Breaking down $1.3T in NATO Defense Spending

This was originally posted on our Voronoi app. Download the app for free on iOS or Android and discover incredible data-driven charts from a variety of trusted sources.

The North Atlantic Treaty Organization (NATO) is a political and military alliance comprising 31 countries. Its primary purpose is to facilitate cooperation among member nations, ensuring mutual defense and security.

This graphic breaks down the expected defense expenditures of NATO members in 2023, using data from NATO and based on current prices and exchange rates.

U.S. Dominance of NATO’s Defense Spending

NATO defines defense expenditure as payments made by a national government, excluding regional, local, and municipal authorities, specifically to fulfill the requirements of its armed forces. It requires members to spend at least 2% of its GDP on defense.

A major component of defense expenditure includes payments for active armed forces personnel as well as retired pensioners. Expenditures for stockpiling war reserves of military equipment or supplies are also included. Additionally, it encompasses expenditures for peacekeeping and humanitarian operations, as well as the destruction of weapons.

The U.S. is by far the largest contributor to NATO’s budget. In 2023, the country accounted for $860 billion spent by the organization, representing 68% of the total expenditure. This amount is over 10 times more than that of the second-placed country, Germany.

Country2023 Defense Spending (USD, Millions)*
🇺🇸 United States$860,000
🇩🇪 Germany$68,080
🇬🇧 United Kingdom$65,763
🇫🇷 France$56,649
🇮🇹 Italy$31,585
🇵🇱 Poland$29,105
🇨🇦 Canada$28,950
🇪🇸 Spain$19,179
🇳🇱 Netherlands$16,741
🇹🇷 Türkiye$15,842
🇳🇴 Norway$8,814
🇷🇴 Romania$8,481
🇫🇮 Finland$7,325
🇬🇷 Greece$7,125
🇧🇪 Belgium$7,076
🇩🇰 Denmark$6,775
🇭🇺 Hungary$5,036
🇨🇿 Czechia$5,033
🇵🇹 Portugal$4,167
🌐 Other$12,400

*Expected spending in 2023, based on July 2023 data from NATO.
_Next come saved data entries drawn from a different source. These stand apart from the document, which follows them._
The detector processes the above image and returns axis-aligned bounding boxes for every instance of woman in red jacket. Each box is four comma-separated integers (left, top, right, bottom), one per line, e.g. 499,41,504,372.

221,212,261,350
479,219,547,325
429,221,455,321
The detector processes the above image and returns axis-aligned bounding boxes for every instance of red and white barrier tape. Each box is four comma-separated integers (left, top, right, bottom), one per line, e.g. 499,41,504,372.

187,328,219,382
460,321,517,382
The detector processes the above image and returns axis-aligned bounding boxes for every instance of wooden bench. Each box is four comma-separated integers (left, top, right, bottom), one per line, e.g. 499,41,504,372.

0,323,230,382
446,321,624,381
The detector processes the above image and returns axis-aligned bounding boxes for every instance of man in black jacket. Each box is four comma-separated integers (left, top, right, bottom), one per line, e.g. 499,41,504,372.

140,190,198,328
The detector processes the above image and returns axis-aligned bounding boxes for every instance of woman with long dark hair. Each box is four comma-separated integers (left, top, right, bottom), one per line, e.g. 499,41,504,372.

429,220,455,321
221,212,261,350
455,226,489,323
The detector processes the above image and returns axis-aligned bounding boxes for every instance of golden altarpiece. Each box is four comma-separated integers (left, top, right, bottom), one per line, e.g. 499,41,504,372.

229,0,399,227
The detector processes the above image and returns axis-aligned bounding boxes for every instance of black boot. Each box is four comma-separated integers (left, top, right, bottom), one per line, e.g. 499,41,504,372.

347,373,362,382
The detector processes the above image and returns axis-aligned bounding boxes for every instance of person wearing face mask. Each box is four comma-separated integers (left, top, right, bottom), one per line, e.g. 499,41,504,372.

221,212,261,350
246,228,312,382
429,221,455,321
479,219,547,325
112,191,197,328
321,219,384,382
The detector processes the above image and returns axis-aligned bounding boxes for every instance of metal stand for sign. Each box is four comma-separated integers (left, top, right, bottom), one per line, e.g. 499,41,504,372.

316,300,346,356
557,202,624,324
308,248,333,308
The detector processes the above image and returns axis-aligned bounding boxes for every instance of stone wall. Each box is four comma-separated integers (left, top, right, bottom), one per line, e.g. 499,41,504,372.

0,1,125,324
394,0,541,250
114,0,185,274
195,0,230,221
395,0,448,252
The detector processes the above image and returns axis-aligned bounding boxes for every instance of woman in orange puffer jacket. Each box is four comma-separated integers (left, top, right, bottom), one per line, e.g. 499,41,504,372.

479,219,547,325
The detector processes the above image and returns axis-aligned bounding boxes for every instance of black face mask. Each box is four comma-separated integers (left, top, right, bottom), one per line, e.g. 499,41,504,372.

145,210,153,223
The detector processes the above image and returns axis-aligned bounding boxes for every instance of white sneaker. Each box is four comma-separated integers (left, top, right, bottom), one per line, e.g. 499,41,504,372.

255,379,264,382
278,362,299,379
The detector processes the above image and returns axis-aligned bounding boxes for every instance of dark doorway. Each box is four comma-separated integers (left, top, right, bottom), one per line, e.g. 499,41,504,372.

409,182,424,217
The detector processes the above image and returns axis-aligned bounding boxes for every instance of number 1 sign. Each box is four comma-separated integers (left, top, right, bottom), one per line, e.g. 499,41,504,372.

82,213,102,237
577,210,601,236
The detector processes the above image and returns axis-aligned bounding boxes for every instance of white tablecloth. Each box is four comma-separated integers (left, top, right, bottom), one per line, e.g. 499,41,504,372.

U.S. defense spending, within the context of NATO, aims to support European allies, deter adversaries like Russia, and gain access to additional military resources, among other objectives.

In 2018, then-President Trump sent letters to NATO allies demanding that they spend more on defense to meet the 2% minimum target. In recent years, however, the U.S. has increased its spending, experiencing a 6% jump compared to 2021.

The Future of NATO

After two years since Russia’s full-scale invasion of Ukraine, NATO has mostly maintained its unity against Moscow.

The alliance has expanded with Finland’s membership in 2023 and will likely include Sweden soon.